There are few better symbols of this breakdown than the choice of Charlotte to host the Democratic convention. As my Post colleague Amy Gardner writes, North Carolina is “considered inhospitable to unions,” and Charlotte’s selection led several unions to refuse to donate to the convention. Not only is North Carolina a right-to-work state, with the lowest rate of union membership in the country, but it also is one of only two states where state and local governments are forbidden from negotiating with public-sector unions.

To be fair, there’s not much state or national Democrats can do about North Carolina’s right-to-work law — Republicans control both houses of the state legislature, and Gov. Bev Perdue, a Democrat, won’t take on the law either.
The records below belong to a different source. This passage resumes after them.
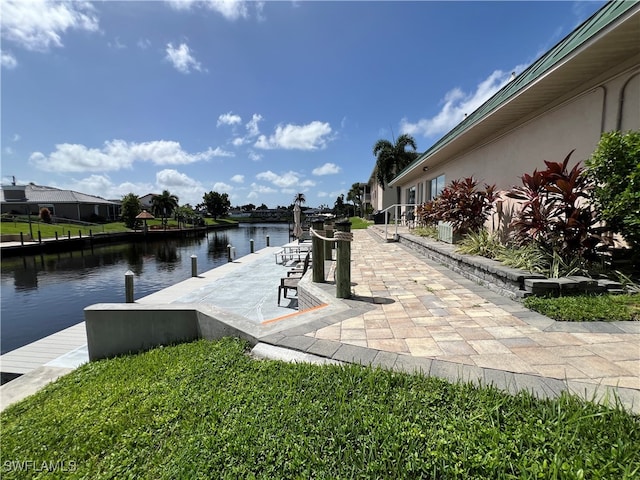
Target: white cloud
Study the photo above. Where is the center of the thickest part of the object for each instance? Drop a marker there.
(456, 104)
(222, 187)
(257, 190)
(182, 59)
(327, 169)
(252, 125)
(172, 178)
(7, 60)
(102, 186)
(38, 25)
(287, 180)
(117, 155)
(116, 44)
(255, 157)
(143, 43)
(229, 9)
(229, 119)
(312, 136)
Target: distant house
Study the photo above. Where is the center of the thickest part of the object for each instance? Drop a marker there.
(589, 83)
(24, 199)
(146, 201)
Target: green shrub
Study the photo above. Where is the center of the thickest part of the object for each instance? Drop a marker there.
(481, 243)
(614, 168)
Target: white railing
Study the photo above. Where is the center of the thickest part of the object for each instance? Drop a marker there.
(396, 216)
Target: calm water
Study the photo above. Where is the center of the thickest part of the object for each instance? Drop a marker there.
(43, 294)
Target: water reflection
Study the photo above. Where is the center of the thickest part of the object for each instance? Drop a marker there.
(43, 294)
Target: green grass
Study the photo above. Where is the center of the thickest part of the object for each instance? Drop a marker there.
(588, 308)
(206, 410)
(48, 230)
(358, 223)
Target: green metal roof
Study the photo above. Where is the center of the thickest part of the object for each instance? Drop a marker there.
(572, 42)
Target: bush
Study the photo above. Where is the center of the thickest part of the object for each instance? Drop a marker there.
(614, 168)
(45, 215)
(555, 213)
(462, 204)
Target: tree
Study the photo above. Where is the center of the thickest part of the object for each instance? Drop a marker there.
(217, 204)
(614, 168)
(130, 209)
(355, 195)
(163, 205)
(392, 158)
(339, 208)
(299, 199)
But Democrats could have used Charlotte to back up their pro-union rhetoric.

The city’s sanitation workers, who have been on the job seven days a week, up to 15 hours a day, ahead of and during the convention, are asking the city council to pass a “Municipal Workers Bill of Rights,” which would raise safety standards and wages and the right to at least “meet and confer” with management, allowing workers to make suggestions, even if they can’t negotiate. (See Salon’s Josh Eidelson for more.) National Democrats could have gotten behind this push.

“With just minimal effort,” argues Chris Townsend, Washington representative for the United Electrical, Radio and Machine Workers of America (known as the UE), “some pro-worker and pro-labor conditions might have been placed on the city and the business community as the ‘price’ for the convention.” If Charlotte refused, Democrats could easily have found a more union-hospitable city in a swing state to host their convention.
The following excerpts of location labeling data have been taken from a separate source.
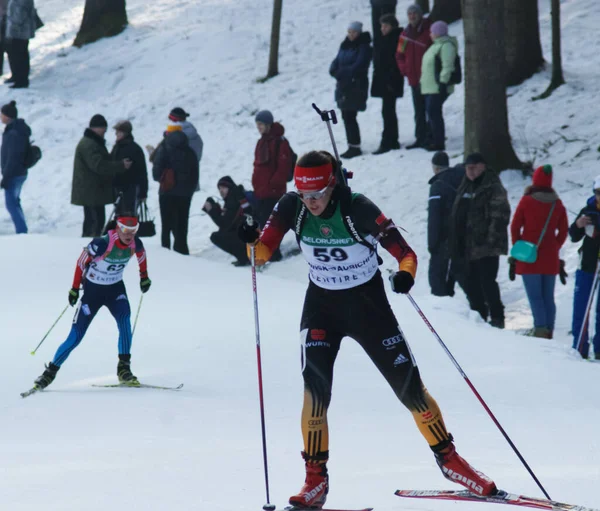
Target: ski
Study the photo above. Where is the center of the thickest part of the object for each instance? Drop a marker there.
(139, 386)
(32, 390)
(295, 508)
(501, 497)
But Democratic leaders have done nothing. Even a few words of support for Charlotte’s workers seem verboten in the party. After Democratic National Committee Chair Debbie Wasserman Schultz gave a speech trying to demonstrate the party’s commitment to labor, In These Times’s Mike Elk asked her about the Charlotte unions:

I caught up with Wasserman-Schultz afterward to ask whether she believes Charlotte public sector workers should have the right to voluntarily have union dues deducted from their paycheck. Wasserman-Schultz dodged the question, saying,  “What I know is that Democrats are thrilled and excited about making sure that we put on the most open, accessible Democratic National Convention of any political convention in American history and that we have an opportunity to make sure for America’s workers that they have opportunity to be a part of the American Dream.”

Not exactly a rousing endorsement.

From a political perspective, supporting the Charlotte workers should be a no-brainer. Yes, labor won’t be voting for anyone else: “I am allowed no other choice in our profoundly corrupt and rigged system,” Townsend admitted. But with so few undecided voters, turnout in November is going to be crucial, and motivated unions have been key parts of the Democratic turnout machine in the past.
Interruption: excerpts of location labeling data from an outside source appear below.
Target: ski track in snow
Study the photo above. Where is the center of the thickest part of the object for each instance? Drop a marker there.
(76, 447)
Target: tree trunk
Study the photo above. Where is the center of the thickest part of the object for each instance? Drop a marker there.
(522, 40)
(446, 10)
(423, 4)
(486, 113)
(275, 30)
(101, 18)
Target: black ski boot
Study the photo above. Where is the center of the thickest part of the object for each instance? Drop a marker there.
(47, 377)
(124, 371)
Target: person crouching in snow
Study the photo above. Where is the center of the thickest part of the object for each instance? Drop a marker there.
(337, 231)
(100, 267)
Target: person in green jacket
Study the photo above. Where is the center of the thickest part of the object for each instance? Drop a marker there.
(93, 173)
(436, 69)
“A concrete gain for workers rights in Charlotte would certainly go a long way in motivating our members across the country,” said Ashaki Binta, a UE field organizer in Charlotte. “Ignoring our legitimate concerns certainly wouldn’t help.”

But really, Democrats should set aside politics and read the president’s own Labor Day proclamation:

The rights and benefits we enjoy today were not simply handed to working men and women; they had to be won.  Brick by brick, America's labor unions helped raise the landmarks of middle-class security. . . . These are the victories that make our Nation's promise possible — the idea that if we work hard and play by the rules, we can make a better life for ourselves and our families. 

I am committed to preserving the collective bargaining rights that helped build the greatest middle class the world has ever known.  It is the fundamental right of every American to have a voice on the job, and a chance to negotiate for fair pay, safe working conditions, and a secure retirement.  When we uphold these basic principles, our middle class grows and everybody prospers.

If only the president and his party followed his words.